When use AscendScheduler with prefix-cache enabled and chunk-prefill disabled, there will be accuray problem because there is no branch in mla_v1 to process this scenario. This PR fixes it. Signed-off-by: whx-sjtu <2952154980@qq.com>
2025-06-30 16:51:20 +08:00
parent 5f8241c25c
commit f286265791
1 changed files with 7 additions and 4 deletions
--- a/vllm_ascend/attention/mla_v1.py
+++ b/vllm_ascend/attention/mla_v1.py
@@ -758,7 +758,8 @@ class AscendMLAImpl(MLAAttentionImpl):

        if attn_metadata.attn_state in [
                AscendAttentionState.ChunkedPrefill,
-                AscendAttentionState.SpecDecoding
+                AscendAttentionState.SpecDecoding,
+                AscendAttentionState.PrefillCacheHit
        ] and not ascend_config.chunked_prefill_for_mla:
            attn_output_torch = torch.empty(num_tokens,
                                            self.num_heads * self.v_head_dim,
@@ -783,7 +784,8 @@ class AscendMLAImpl(MLAAttentionImpl):
                causal=True)
        elif attn_metadata.attn_state in [
                AscendAttentionState.ChunkedPrefill,
-                AscendAttentionState.SpecDecoding
+                AscendAttentionState.SpecDecoding,
+                AscendAttentionState.PrefillCacheHit
        ]:
            attn_lse = torch.empty(self.num_heads,
                                   num_tokens,
@@ -835,13 +837,14 @@ class AscendMLAImpl(MLAAttentionImpl):
            attn_output = attn_output.view(-1, self.num_heads, self.v_head_dim)
        else:
            raise RuntimeError(
-                "Unexpected path reached, AscendMLAImpl should only have PrefillNoCache, ChunkedPrefill and SpecDecoding scenario in forward prefill, please file a bug to vllm-ascend !"
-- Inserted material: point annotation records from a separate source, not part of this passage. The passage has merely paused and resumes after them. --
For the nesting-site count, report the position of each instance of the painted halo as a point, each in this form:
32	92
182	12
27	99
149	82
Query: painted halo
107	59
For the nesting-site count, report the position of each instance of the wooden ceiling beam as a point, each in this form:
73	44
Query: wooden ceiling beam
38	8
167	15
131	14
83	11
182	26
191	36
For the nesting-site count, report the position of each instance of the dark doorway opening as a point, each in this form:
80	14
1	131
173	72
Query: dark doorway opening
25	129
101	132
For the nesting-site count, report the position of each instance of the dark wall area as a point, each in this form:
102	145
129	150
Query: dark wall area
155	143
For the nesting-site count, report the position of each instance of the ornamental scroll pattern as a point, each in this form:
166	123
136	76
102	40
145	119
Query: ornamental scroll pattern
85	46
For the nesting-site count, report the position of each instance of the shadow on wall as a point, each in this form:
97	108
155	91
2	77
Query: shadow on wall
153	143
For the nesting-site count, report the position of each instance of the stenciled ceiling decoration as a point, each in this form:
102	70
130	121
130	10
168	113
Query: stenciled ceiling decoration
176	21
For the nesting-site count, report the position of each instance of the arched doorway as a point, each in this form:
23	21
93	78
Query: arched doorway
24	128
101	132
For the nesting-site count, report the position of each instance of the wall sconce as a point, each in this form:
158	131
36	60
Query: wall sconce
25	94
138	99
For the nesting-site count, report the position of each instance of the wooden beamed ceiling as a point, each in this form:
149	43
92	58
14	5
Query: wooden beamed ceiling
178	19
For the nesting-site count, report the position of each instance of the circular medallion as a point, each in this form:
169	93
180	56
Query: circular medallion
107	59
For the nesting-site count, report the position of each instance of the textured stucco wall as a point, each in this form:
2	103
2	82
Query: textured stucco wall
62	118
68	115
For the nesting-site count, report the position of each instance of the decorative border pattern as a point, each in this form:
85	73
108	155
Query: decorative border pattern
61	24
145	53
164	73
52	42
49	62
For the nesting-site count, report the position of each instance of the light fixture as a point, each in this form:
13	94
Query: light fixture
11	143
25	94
+                "Unexpected path reached, AscendMLAImpl should only have PrefillNoCache, PrefillCacheHit, ChunkedPrefill and SpecDecoding scenario in forward prefill, please file a bug to vllm-ascend !"
            )
        attn_output = attn_output.reshape(
            [num_tokens, self.num_heads * self.v_head_dim])
        if attn_metadata.attn_state in [
                AscendAttentionState.ChunkedPrefill,
-                AscendAttentionState.SpecDecoding
+                AscendAttentionState.SpecDecoding,
+                AscendAttentionState.PrefillCacheHit
        ] and not ascend_config.chunked_prefill_for_mla:
            attn_output = attn_output_torch